Consolidating student records also raises data security questions under the Family Educational Rights and Privacy Act (FERPA). The average education data breach costs school systems $2.7 million, often because personally identifiable student information is scattered across dozens of vendor applications.

To solve this, major systems like PowerSchool Connected Intelligence advocate pulling siloed data into one central cloud platform. Some data governance experts warn that copying and moving data into centralized databases increases security risks. Instead of traditional copy-and-sync methods, organizations like SchoolDay suggest using tokenized data exchanges to minimize data movement and protect data sovereignty.

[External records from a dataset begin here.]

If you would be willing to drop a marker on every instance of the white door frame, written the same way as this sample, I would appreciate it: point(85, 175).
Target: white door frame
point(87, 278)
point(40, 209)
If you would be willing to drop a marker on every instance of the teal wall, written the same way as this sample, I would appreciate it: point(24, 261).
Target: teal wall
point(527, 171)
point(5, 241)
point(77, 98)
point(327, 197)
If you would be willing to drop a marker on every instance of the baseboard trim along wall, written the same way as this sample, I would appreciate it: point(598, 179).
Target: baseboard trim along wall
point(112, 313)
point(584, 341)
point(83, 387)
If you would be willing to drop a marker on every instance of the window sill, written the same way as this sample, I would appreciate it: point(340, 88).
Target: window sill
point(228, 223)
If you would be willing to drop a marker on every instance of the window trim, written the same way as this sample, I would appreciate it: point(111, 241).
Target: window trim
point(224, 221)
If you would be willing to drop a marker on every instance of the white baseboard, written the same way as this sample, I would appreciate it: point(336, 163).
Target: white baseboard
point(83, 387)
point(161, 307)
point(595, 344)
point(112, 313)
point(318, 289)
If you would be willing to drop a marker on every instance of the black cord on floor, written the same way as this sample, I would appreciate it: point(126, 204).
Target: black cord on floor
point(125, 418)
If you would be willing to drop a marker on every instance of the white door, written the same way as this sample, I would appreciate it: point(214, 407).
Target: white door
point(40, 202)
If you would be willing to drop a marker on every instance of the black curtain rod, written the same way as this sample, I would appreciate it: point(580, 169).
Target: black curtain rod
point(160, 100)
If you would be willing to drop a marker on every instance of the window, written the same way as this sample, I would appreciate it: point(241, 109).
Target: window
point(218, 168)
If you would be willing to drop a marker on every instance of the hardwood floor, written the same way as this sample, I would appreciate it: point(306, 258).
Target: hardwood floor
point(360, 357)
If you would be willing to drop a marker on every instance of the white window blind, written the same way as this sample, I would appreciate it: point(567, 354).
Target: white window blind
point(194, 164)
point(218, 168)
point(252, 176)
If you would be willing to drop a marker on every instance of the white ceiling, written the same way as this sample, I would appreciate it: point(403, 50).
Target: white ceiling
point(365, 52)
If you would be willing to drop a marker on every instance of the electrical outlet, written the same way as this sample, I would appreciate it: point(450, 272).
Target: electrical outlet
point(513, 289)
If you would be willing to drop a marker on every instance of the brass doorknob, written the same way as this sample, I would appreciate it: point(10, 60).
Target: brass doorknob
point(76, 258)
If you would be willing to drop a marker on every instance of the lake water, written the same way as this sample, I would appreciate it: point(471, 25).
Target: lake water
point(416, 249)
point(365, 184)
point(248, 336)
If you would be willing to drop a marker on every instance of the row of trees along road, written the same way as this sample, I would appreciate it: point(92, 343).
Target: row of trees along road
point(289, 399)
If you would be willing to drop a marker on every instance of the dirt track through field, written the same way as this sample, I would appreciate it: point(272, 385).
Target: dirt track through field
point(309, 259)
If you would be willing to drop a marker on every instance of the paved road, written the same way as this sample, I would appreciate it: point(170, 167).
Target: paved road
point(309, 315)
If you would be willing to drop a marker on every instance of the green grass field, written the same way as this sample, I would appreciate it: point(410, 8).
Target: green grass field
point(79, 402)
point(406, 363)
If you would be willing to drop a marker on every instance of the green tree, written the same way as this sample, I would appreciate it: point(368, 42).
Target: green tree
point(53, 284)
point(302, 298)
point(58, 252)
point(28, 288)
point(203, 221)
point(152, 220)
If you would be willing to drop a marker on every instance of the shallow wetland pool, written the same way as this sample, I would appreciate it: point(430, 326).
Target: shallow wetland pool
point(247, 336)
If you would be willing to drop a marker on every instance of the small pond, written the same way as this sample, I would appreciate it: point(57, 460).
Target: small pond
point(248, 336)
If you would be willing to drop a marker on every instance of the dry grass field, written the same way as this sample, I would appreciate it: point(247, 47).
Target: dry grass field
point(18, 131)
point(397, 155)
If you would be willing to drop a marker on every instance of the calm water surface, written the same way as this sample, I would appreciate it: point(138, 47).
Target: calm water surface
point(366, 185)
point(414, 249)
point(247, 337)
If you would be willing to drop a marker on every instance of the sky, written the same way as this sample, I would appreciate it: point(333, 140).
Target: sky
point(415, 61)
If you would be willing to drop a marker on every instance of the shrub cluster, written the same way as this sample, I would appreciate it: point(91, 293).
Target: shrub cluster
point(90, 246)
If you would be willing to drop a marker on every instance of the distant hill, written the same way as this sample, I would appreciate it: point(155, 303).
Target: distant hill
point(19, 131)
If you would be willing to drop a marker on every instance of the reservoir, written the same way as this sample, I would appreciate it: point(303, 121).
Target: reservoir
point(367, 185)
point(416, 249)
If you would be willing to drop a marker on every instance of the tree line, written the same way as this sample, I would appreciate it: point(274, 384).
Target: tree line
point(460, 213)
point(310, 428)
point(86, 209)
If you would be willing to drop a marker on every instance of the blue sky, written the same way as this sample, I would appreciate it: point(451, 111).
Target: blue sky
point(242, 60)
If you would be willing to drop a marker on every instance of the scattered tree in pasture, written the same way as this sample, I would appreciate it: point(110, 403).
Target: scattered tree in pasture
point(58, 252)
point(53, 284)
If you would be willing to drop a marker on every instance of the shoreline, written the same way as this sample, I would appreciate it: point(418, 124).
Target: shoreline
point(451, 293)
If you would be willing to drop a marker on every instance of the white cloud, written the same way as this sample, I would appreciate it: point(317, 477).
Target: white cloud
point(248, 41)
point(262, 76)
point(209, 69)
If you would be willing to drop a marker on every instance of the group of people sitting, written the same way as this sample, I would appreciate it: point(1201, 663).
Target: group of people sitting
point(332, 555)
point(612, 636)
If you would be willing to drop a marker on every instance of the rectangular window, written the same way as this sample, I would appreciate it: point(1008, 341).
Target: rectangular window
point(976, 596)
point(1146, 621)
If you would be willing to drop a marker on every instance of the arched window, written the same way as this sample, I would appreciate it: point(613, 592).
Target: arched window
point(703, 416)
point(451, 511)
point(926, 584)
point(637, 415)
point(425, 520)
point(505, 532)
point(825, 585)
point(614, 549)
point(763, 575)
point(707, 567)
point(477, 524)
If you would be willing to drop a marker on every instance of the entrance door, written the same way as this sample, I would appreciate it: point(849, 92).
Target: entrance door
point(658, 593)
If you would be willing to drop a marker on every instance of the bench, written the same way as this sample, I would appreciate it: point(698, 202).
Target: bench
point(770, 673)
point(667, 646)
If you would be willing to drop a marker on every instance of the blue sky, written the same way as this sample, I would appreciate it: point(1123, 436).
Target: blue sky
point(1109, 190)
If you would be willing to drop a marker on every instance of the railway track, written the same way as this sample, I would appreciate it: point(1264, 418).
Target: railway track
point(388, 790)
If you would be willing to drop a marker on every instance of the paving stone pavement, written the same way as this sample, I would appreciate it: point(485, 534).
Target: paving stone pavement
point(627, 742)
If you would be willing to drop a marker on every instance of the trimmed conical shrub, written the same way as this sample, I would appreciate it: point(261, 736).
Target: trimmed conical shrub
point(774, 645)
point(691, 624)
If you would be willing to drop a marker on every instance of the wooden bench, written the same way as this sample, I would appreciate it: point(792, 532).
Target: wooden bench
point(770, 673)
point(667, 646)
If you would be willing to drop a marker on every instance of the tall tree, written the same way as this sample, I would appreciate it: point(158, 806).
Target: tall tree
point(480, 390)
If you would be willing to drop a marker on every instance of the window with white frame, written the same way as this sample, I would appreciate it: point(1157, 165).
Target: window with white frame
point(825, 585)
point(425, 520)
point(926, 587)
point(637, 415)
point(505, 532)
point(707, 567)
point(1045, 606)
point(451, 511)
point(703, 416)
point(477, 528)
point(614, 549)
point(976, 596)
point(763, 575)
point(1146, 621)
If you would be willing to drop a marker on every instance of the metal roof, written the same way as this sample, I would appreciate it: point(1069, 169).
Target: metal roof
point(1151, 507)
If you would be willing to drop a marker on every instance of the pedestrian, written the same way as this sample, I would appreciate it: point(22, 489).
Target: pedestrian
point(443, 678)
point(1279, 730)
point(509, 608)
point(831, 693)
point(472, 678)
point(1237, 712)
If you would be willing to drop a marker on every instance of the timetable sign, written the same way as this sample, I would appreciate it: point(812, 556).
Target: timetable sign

Parents and educators should also understand how industry awards work. While winning a title like "Support System of the Year" is a shorthand marker of trust and innovation, these contests are commercial marketing tools. Reputable programs use expert panels and scoring thresholds rather than comparative rankings, but entering these competitions requires registration fees and marketing investments from the edtech companies themselves.

What This Means for Families

When a school district signs a contract with a centralized data platform, student records move from local school servers to private cloud companies. Parents need to know which third-party vendors have access to their child's academic and demographic records.

As we noted when discussing why districts fail when they leave teachers out of buying decisions, purchasing expensive management software can drain resources that would be better spent hiring certified, in-person tutors.

What You Can Do

  • Request a list of all third-party edtech platforms your school district uses and ask how they protect student data under FERPA.
  • Ask if the instructors in school-sponsored tutoring programs are certified educators or uncredentialed contractors.
  • Speak with your child's teachers to find out if new digital tools help them teach, or if the software simply adds to their administrative workload.